Le lavoir s’amusait énormément. On s’était reculé, pour ne pas recevoir les éclaboussures. Des applaudissements, des plaisanteries montaient, au milieu du bruit d’écluse des seaux vidés à toute volée. Par terre, des mares coulaient, les deux femmes pataugeaient jusqu’aux chevilles. Cependant, Virginie, ménageant une traîtrise, s’emparant brusquement d’un seau d’eau de lessive bouillante, qu’une de ses voisines avait demandé, le jeta. Il y eut un cri. On crut Gervaise ébouillantée. Mais elle n’avait que le pied gauche brûlé légèrement.

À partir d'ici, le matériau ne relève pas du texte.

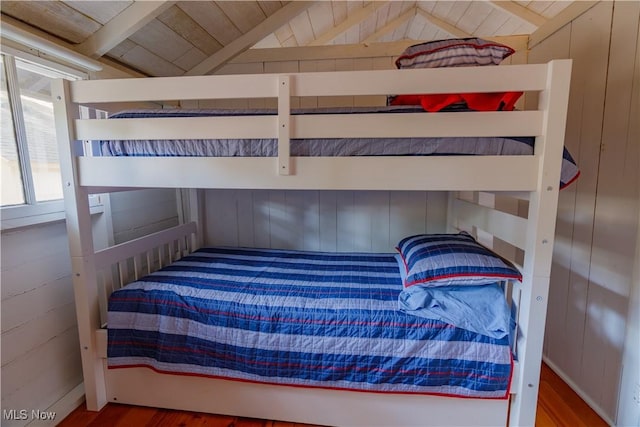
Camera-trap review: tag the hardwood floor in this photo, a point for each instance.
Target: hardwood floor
(558, 405)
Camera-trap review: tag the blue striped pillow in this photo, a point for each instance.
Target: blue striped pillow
(451, 259)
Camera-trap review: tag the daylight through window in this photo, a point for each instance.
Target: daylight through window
(30, 164)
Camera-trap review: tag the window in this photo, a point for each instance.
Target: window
(31, 188)
(30, 165)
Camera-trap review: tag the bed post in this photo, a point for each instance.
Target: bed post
(540, 237)
(81, 249)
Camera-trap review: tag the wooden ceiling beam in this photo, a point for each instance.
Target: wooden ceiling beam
(391, 26)
(248, 39)
(520, 12)
(354, 19)
(443, 25)
(567, 15)
(123, 25)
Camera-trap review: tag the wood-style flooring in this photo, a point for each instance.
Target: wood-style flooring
(558, 405)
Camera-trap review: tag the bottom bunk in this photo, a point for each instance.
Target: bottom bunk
(307, 310)
(312, 319)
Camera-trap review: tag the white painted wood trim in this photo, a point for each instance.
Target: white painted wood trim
(109, 256)
(248, 39)
(443, 25)
(81, 250)
(141, 386)
(374, 82)
(351, 51)
(516, 123)
(123, 25)
(537, 174)
(284, 124)
(507, 227)
(63, 407)
(584, 396)
(540, 237)
(314, 173)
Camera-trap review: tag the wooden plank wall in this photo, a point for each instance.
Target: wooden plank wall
(371, 221)
(598, 215)
(40, 349)
(334, 221)
(141, 212)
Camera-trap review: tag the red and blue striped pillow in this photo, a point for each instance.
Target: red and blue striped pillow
(451, 259)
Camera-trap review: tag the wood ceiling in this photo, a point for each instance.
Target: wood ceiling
(168, 38)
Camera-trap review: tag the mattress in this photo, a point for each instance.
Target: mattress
(329, 147)
(309, 319)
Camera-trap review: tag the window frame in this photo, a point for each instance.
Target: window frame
(32, 212)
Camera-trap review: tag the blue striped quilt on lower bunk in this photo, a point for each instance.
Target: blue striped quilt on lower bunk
(310, 319)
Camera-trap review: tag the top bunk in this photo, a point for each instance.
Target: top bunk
(282, 166)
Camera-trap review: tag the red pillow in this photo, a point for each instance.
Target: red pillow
(495, 101)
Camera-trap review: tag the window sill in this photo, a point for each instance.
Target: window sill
(14, 217)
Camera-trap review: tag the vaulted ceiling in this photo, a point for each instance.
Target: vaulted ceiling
(169, 38)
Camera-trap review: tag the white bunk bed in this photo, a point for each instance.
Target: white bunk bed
(534, 178)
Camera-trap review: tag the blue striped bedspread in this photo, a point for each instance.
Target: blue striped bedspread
(311, 319)
(329, 147)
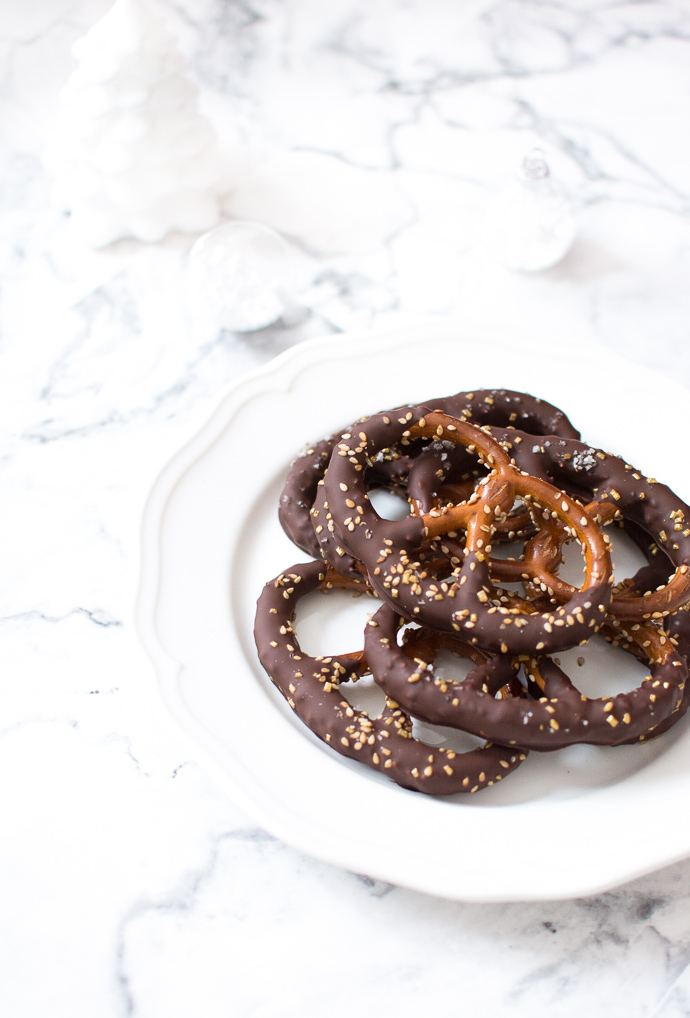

Et, de toutes ses forces, exaspérée par la douleur, sans le remplir cette fois, elle envoya un seau dans les jambes de Virginie, qui tomba.

Toutes les laveuses parlaient ensemble.

— Elle lui a cassé une patte !

— Dame ! l’autre a bien voulu la faire cuire !

— Elle a raison, après tout, la blonde, si on lui a pris son homme !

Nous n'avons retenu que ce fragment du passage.